🤖 AI Summary
To address the energy efficiency and speed bottlenecks of matrix-vector multiplication (MVM) in neural networks, this work proposes a superconducting compute-in-memory architecture based on optimized bistable vortex memory (BVM) arrays. The method introduces a novel oblique-sensing-line layout and a multiplication-oriented BVM array structure, integrated with current-domain accumulation, single-flux-quantum (SFQ) pulse encoding, quantized buffering, and a T1-based adder to realize a tiled, pulse-domain in-memory multiplier. The fabricated 4-bit multiplier achieves a clock frequency of 20 GHz and an ultra-low latency of 50 ps, and successfully demonstrates scalable MVM operations at 20 GHz. This architecture significantly improves computational throughput and energy efficiency—delivering >10× higher throughput per watt compared to state-of-the-art CMOS and emerging non-volatile memory accelerators—thereby establishing a promising pathway toward ultra-high-speed, low-power neuromorphic hardware.
📝 Abstract
Building upon previously introduced Bistable Vortex Memory (BVM) as a novel, nonvolatile, high-density, and scalable superconductor memory technology, this work presents a methodology that uses BVM arrays to address challenges in data-driven algorithms and neural networks, specifically focusing on matrix-vector multiplication (MVM). The BVM approach introduces a novel superconductor-based methodology for in-memory arithmetic, achieving ultra-high-speed and energy-efficient computation by utilizing BVM arrays for in-memory computation. The design employs a tiled multiplier structure where BVM's inherent current summation capability is combined with Quantizer Buffer (QB) cells to convert the analog accumulated current into a variable number of digital Single Flux Quantum (SFQ) pulses. These pulses are then processed by T1 adder cells, which handle binary addition and carry propagation, thereby forming a complete functional multiplier unit. This paper thus presents an efficient MVM architecture that uses these BVM-based multipliers in a systolic array configuration to enable parallel computation.
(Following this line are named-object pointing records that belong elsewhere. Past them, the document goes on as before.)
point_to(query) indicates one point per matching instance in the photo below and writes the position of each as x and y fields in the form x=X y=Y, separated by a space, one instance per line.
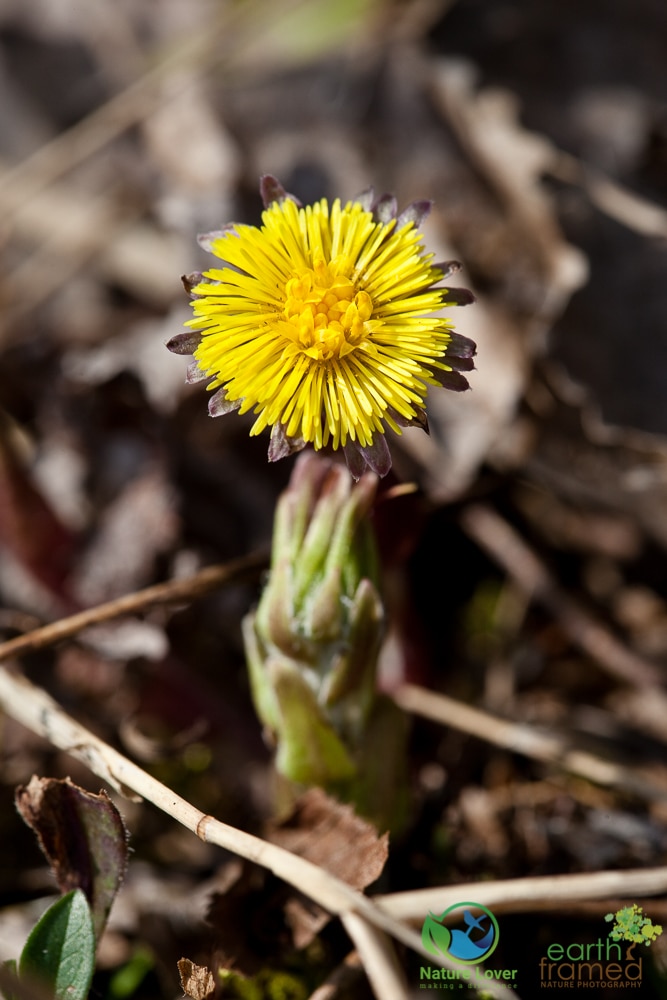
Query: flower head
x=324 y=322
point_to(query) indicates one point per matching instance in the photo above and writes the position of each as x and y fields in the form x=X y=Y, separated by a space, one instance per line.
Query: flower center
x=327 y=316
A key innovation is an optimized BVM array structure specifically tailored for multiplication applications, involving a restructuring of Sense Lines (SLs) with diagonal connections to reduce area and an adjusted input scheme to enhance computational efficiency compared to the general-purpose BVM array design. We demonstrate the efficacy of this approach with a 4-bit multiplier operating at 20 GHz with 50 ps latency and an MVM structure demonstrating operation at 20 GHz. Furthermore, we showcase how this multiplier design can be extended to support Multiply-Accumulate (MAC) operations. This work paves the way for power-efficient neural networks by enabling high-speed in-memory computation.